No doubt, the adoption of Mobile Payment in the US is slow. Despite having one of the highest rates of early smartphone adoption, it is trailing the rest of the world when it comes to the mobile payment.
The leaders in the Mobile Payment service in the US – as of January 2019, are:
— Apple Pay with 380 million users
— PayPal with 260 million users
— Amazon Pay with 50 million users
— Google Pay with 24 million users
Europe:
In Europe, the home to some of the most cashless societies in the world, the mobile payment adoption is going up fast. 77% of Europeans are already using mobile banking and/or mobile payments. And, 92% of tech-savvy millennials expect to be using mobile payments by the year 2020.
Latin America:
Though, a lot of people in Latin America are disconnected from the banking system, still the adoption of Mobile payment is increasing across Latin America. As the new mobile payment services are emerging from Peru to Columbia, people are moving into mobile payment. Brazilian digital payment services provider ‘PagSeguro’ reported a 107% revenue increase in the first quarter of 2018 in comparison to the last year.
Africa:
The slowest to adopt the mobile payment is, of course, in Africa. But, as the political stability and resulting peace and security all across the continent is slowly getting hold, a boom in reconstruction, commerce, and business activities is already opening new opportunities and vistas for the entrepreneurially minded. It will not be long that Africa will also catch up with the world.
The Digital Age || Global Business, eCommerce, Banking, Mobile Payments, and Mobile Wallets
Banks and financial institutions provide the ‘back-end’ settlements for all the transactions that are conducted via the mobile payment platforms. These institutions have also adopted the technology and provide a vital link to facilitate the mobile payments.
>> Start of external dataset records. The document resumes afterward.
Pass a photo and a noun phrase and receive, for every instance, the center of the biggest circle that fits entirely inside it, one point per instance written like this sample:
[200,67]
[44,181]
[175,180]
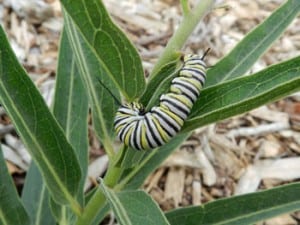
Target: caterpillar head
[136,108]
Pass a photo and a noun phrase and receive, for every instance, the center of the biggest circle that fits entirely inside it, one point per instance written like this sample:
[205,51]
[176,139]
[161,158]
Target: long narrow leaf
[244,209]
[11,209]
[135,178]
[134,207]
[115,53]
[70,106]
[243,94]
[38,129]
[246,53]
[102,103]
[35,197]
[71,111]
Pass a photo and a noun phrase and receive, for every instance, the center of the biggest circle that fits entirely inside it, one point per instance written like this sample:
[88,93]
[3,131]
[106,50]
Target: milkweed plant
[96,56]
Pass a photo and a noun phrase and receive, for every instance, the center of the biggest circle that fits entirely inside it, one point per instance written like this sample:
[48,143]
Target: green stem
[184,30]
[126,180]
[97,202]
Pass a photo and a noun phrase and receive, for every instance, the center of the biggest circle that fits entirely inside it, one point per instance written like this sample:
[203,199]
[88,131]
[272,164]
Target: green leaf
[243,94]
[37,128]
[35,197]
[134,207]
[243,209]
[159,84]
[102,103]
[115,53]
[70,106]
[246,53]
[11,209]
[152,159]
[71,111]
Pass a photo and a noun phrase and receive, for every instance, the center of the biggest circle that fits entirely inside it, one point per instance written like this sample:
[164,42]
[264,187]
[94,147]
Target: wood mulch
[257,150]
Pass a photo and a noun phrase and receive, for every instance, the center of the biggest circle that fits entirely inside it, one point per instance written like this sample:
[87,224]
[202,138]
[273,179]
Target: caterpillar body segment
[148,130]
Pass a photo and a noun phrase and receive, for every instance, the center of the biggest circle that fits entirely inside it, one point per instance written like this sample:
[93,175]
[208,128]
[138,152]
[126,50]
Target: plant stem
[98,200]
[184,30]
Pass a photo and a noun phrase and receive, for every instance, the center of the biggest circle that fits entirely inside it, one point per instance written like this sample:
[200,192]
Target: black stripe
[152,133]
[135,134]
[198,62]
[187,87]
[194,76]
[164,128]
[123,131]
[166,119]
[177,107]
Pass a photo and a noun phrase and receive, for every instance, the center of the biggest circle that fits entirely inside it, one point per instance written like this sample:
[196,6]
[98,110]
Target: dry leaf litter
[243,154]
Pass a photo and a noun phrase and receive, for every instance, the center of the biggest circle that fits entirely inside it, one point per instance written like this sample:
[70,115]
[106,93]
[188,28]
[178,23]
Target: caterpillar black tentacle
[148,130]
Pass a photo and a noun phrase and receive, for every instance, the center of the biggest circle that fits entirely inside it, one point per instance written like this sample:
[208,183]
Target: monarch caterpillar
[148,130]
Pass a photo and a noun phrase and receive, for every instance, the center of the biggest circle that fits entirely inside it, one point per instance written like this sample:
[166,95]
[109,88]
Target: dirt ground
[246,153]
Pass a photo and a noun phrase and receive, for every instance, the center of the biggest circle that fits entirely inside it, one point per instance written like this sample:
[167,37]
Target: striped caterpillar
[148,130]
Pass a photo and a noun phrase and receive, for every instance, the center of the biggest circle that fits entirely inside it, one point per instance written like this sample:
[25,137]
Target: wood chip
[175,185]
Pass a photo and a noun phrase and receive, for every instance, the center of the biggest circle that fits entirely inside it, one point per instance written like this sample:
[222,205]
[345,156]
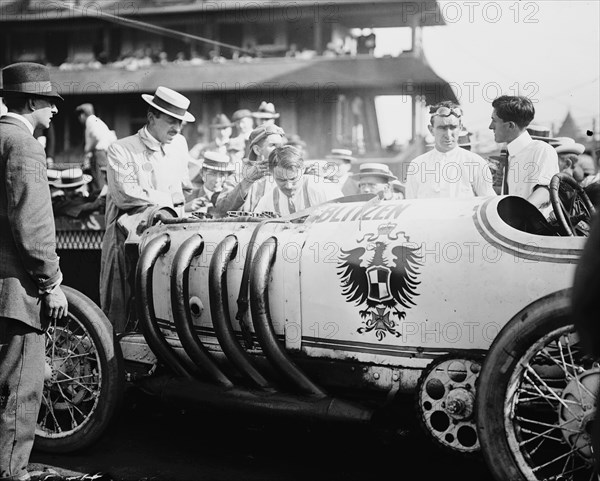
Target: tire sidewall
[111,390]
[513,341]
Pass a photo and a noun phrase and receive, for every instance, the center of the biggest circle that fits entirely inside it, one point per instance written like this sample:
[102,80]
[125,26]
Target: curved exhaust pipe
[263,326]
[145,305]
[217,288]
[180,294]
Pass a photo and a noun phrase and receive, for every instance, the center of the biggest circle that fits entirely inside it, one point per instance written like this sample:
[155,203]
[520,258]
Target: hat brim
[570,148]
[545,139]
[16,93]
[340,157]
[264,115]
[86,180]
[187,117]
[358,175]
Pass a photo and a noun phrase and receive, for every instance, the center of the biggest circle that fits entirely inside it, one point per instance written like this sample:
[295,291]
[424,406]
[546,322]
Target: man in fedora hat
[207,180]
[146,169]
[244,123]
[375,178]
[531,163]
[97,139]
[243,189]
[447,170]
[266,114]
[30,275]
[341,161]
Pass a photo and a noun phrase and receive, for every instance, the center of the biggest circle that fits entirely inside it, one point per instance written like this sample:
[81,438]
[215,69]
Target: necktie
[291,206]
[505,158]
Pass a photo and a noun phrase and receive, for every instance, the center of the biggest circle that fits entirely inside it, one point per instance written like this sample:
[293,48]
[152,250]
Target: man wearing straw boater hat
[30,276]
[447,170]
[207,180]
[531,162]
[149,168]
[266,114]
[375,178]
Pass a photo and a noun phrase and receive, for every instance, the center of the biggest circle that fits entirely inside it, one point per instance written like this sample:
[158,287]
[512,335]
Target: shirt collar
[22,119]
[149,141]
[450,153]
[519,143]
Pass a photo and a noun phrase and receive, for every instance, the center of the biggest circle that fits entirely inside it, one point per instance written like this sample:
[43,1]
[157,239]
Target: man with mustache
[149,168]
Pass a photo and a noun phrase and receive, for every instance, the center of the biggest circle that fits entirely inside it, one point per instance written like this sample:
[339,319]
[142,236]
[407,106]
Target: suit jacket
[28,260]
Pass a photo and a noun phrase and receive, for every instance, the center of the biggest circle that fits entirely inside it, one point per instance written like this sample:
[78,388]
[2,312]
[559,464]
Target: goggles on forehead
[446,111]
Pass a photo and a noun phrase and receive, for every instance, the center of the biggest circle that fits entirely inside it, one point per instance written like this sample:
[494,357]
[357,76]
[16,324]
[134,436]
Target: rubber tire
[523,330]
[111,392]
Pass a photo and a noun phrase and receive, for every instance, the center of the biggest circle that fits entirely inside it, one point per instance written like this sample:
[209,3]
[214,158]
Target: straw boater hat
[344,155]
[71,178]
[236,145]
[569,146]
[27,78]
[217,161]
[374,169]
[171,103]
[539,132]
[220,121]
[240,114]
[53,175]
[266,110]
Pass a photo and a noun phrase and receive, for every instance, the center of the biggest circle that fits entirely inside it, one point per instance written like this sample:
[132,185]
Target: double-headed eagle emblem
[383,278]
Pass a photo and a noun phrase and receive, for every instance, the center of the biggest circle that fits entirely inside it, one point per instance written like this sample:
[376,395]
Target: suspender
[276,205]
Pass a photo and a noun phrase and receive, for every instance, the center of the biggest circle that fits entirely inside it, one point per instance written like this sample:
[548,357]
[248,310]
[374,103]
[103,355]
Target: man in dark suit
[30,277]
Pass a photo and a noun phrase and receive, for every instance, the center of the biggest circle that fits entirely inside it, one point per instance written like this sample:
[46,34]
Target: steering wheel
[572,206]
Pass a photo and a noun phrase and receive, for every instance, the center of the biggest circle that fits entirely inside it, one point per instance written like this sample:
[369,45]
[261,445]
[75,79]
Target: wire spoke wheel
[72,389]
[83,378]
[551,406]
[537,397]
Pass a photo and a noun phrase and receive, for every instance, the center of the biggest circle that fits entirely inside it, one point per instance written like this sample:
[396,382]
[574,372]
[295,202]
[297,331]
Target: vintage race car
[334,312]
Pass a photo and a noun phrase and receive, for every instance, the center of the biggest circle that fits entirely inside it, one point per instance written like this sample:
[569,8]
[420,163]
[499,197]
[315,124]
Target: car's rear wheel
[537,397]
[83,381]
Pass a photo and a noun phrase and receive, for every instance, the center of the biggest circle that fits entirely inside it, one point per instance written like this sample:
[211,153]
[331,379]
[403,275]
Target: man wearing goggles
[243,189]
[447,170]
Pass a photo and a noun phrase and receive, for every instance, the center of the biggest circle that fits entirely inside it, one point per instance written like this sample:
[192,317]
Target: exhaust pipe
[180,294]
[265,402]
[145,306]
[263,325]
[217,288]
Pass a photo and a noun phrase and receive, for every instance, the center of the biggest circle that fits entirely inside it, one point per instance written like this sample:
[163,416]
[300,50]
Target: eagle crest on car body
[383,278]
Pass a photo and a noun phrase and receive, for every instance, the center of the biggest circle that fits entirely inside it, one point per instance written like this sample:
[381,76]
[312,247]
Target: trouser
[22,357]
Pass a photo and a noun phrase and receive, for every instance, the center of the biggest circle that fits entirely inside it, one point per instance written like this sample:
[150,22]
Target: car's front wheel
[83,378]
[536,397]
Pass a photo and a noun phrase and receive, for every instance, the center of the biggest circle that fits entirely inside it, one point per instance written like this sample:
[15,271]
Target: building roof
[404,75]
[355,13]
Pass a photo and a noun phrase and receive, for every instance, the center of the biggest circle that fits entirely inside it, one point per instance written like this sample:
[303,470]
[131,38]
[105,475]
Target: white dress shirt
[530,163]
[457,173]
[313,191]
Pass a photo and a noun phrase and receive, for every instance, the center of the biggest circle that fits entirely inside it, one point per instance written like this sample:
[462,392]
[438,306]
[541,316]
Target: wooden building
[304,56]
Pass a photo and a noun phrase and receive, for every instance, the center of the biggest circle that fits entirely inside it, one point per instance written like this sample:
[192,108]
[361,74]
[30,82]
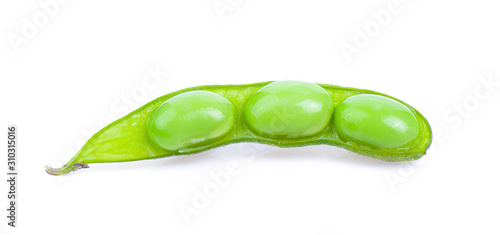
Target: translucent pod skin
[201,118]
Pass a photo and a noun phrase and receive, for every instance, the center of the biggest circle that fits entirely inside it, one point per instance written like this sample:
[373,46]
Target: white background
[86,64]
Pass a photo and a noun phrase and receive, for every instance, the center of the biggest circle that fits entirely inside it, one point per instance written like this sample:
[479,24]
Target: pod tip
[65,169]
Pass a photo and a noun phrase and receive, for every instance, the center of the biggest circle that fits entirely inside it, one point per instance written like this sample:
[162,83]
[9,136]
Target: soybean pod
[282,113]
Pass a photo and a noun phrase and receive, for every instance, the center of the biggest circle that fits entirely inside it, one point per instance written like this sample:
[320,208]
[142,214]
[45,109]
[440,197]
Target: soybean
[283,114]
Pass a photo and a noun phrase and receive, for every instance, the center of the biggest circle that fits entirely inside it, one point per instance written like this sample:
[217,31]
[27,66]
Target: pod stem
[66,168]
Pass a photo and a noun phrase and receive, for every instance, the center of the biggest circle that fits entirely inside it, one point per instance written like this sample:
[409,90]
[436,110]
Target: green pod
[180,123]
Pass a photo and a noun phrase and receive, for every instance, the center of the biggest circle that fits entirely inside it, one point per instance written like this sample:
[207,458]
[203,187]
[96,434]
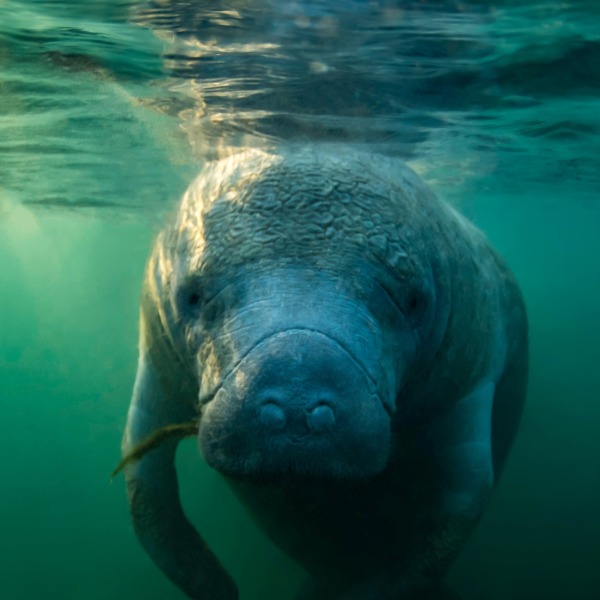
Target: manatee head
[299,289]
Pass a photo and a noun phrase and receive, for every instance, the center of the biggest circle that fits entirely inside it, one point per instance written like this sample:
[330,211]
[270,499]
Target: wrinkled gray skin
[358,355]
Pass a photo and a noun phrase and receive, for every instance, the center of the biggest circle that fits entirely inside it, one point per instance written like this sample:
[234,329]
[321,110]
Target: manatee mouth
[206,397]
[297,404]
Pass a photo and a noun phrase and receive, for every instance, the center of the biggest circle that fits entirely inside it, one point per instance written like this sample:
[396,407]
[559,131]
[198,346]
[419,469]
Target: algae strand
[176,431]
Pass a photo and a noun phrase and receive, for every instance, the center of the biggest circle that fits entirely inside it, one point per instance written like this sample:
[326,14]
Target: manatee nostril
[321,417]
[272,415]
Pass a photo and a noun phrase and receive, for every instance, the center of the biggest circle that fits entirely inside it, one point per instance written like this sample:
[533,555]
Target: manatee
[352,354]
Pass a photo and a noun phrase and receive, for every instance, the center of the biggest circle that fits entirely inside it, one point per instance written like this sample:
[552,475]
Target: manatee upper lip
[207,397]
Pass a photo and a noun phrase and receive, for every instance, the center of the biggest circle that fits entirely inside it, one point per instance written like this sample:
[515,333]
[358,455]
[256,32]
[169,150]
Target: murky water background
[108,109]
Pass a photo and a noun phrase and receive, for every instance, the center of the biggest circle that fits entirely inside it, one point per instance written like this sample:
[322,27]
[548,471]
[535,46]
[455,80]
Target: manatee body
[356,355]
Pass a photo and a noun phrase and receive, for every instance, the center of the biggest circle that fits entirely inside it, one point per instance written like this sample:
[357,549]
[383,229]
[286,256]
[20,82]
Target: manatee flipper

Through bankcards—credit cards and debit card etc, banks provides a connection between the user’s bank account and the mobile payment account at the provider’s platforms.
Mobile Wallet || Connecting the Banks, Users, and Mobile Payments:
Mobile Wallets is the tool that links the two accounts—the bank account and mobile payment account. Mobile wallet – in essence, is a virtual wallet that stores payment card information on user’s mobile device.
Mobile Wallet itself is simply a smartphone app that links the user’s bank account with the mobile payment platforms like AliPay, WeChat, Apple Pay, Google Pay etc. Mobile wallet stores this information and links it via a personal identification format such as a code, a key, QR, or an image of the user to the stored card.
It is the ease of use, and the zero cost to both the merchants and users, that is propelling the growth of mobile payments. The projections of the worldwide growth of mobile payments are simply mind boggling. And, if the trend of the growth over the past few years is any indicator, we will see the actual numbers even higher than the forecast. This trend is certainly an opportunity for the entrepreneurs and businesses.
Digital/Virtual Banking, Mobile Payments, and all the other emerging technologies like Block Chain are the realities of the new global financial landscape—They have opened door to opportunities that never existed before.